Сысоев искоса глянул на своего друга: что это, дескать, с ним, из-за чего он вдруг взбеленился, ведь не родственница же она, эта красотка, ему в самом деле, чтобы сразу, вот так, с полуоборота завестись, какая это муха его вдруг укусила? А тот, чуть помолчав, – они уже подходили к стоянке самолётов, на которой, как муравьи, копошились техники и мотористы, взад и вперёд сновали водо- и маслозаправщики, – вдруг произнёс с чувством, как если бы Сысоева рядом с ним вовсе не было:

– А что хороша она, так уж действительно хороша! Прямо королева! Королева карельских лесов! Жизнь за такую отдать не жалко!

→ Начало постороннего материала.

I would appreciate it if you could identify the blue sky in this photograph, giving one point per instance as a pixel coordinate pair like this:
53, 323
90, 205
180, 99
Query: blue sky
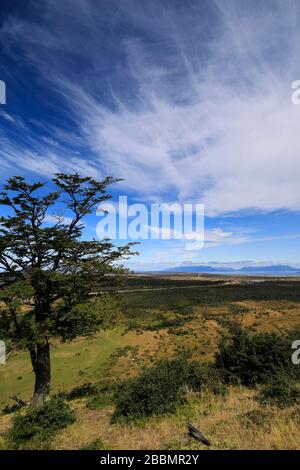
187, 101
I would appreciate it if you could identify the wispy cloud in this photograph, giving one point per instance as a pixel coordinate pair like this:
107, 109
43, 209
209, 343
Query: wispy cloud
176, 97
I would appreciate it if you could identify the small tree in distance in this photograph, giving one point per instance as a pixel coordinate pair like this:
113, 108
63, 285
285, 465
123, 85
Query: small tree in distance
48, 271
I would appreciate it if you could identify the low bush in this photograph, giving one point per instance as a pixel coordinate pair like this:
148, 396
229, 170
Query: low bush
41, 423
162, 388
99, 401
255, 359
281, 391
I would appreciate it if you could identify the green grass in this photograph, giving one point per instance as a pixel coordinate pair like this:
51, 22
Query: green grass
72, 364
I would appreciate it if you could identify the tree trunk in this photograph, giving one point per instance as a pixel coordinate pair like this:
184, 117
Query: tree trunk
40, 358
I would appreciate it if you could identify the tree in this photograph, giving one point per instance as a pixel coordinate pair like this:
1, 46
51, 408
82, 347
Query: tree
48, 270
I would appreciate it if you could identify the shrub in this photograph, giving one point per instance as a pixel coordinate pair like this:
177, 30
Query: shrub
41, 423
205, 376
161, 389
251, 359
280, 392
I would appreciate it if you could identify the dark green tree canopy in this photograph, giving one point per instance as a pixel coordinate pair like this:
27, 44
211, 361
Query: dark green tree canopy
48, 271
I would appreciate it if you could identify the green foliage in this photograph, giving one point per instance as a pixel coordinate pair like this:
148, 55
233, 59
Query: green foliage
41, 423
49, 270
99, 401
280, 391
162, 388
251, 359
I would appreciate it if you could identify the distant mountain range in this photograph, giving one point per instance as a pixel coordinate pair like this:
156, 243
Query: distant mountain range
274, 269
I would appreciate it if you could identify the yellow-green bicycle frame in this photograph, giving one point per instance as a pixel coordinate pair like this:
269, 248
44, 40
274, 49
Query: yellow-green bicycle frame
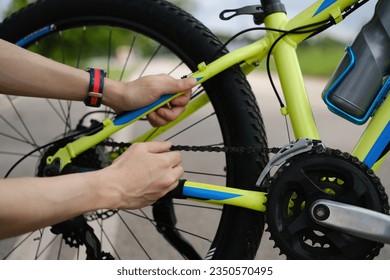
297, 104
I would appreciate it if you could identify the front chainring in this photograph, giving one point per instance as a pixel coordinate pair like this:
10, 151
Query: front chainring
321, 173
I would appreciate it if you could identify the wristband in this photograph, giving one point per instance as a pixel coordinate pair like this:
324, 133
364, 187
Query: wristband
95, 89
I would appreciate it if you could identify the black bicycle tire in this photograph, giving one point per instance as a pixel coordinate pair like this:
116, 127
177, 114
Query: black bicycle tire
240, 230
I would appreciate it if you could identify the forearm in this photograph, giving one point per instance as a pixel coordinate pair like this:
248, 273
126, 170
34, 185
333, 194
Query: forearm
28, 74
30, 203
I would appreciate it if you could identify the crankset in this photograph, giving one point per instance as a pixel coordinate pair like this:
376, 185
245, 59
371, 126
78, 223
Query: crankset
326, 204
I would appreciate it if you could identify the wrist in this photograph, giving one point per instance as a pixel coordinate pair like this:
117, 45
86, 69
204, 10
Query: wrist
113, 94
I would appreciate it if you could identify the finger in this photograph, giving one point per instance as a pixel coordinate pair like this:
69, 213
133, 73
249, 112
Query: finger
164, 115
156, 146
178, 85
181, 100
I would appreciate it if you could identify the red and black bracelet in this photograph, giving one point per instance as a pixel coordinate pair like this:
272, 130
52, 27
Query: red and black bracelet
95, 89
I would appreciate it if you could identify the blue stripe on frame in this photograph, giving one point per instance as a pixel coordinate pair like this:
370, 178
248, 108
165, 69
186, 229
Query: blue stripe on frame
132, 115
379, 146
207, 194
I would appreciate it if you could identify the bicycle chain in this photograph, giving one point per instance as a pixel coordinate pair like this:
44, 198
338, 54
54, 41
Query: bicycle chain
217, 149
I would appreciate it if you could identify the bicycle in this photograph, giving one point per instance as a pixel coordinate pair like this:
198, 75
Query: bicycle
249, 192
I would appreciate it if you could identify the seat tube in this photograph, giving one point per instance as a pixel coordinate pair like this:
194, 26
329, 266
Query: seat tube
291, 79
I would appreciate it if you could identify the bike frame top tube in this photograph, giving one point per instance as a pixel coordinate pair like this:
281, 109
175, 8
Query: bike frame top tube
284, 53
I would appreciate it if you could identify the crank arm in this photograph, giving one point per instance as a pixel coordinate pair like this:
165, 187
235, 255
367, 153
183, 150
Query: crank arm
353, 220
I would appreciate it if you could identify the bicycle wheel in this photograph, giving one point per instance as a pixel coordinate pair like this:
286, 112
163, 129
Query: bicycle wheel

Кириллу Левашову шёл двадцать второй год, к тому же парень он был восторженный, и поэтому мог несколько преувеличить достоинства случайно увиденной им незнакомки, тем более, что и времени на её разглядывание у него было ничтожно мало, меньше, пожалуй, чем бывает над целью, когда в считанные секунды надо ввести самолёт в пикирование, прицелиться и сбросить бомбы, и всё же в главном он, видимо, не ошибся: она и в самом деле не походила на тех представительниц прекрасного пола, каких он до этого знал и повседневно видел на аэродроме, хотя среди них были не только хорошенькие, но и безусловно красивые. А вот чем не походила, чем отличалась, точно сказать, хоть убей, не мог, а только чувствовал, что это так. Может, своим необычным одеянием, – одни туфли на высоких каблуках чего стоили! – а может, и походкой. Ведь в стираной-перестираной гимнастёрке и кирзачах с безобразно широкими голенищами, в каких изо дня в день щеголяли на аэродроме местные красавицы, об изящной или хотя бы уж мало-мальски приличной походке и думать было нечего, а эта прошла так, что дух захватило – величественно и в то же время легко и непринуждённо, словно ромашки собирала на зелёном лугу. Такую походку не часто встретишь, недаром её на Руси испокон веку величавой называют, природой-матушкой она редко кому даётся, а этой вот – полной горстью. Да и осанка у неё – тоже дай бог, одна на миллион, истинно королевская. А вот лица её он толком разобрать не смог, как ни пытался. Ему показалось только, что оно у неё было как бы до глянца заласканное ветром и со светящимися ресницами, и ресницы эти на ветру шевелились, и это было так интересно и вчуже удивительно, что он, ещё ни разу не услышав её голоса, только каким-то чудом заметив мельком лёгкое движение её губ, готов был поклясться, что у неё и голос, если бы она вдруг заговорила, тоже оказался бы необыкновенным – сочным и напевно-мягким, как, наверное, речной перекат или песня мотора в предзакатный час на большой высоте.

Сысоев, конечно, тоже разбирался в женщинах и тоже был удивлён появлением на аэродроме этой не совсем обычной незнакомки, и поэтому искренне поддержал его, когда тот дал волю чувствам и назвал её королевой карельских лесов.

– Королева и есть, ничего не скажешь, – подтвердил он, а потом, на мгновение присмирев, добавил таинственным полушёпотом: – А ты, кстати, заметил, с кем она шла?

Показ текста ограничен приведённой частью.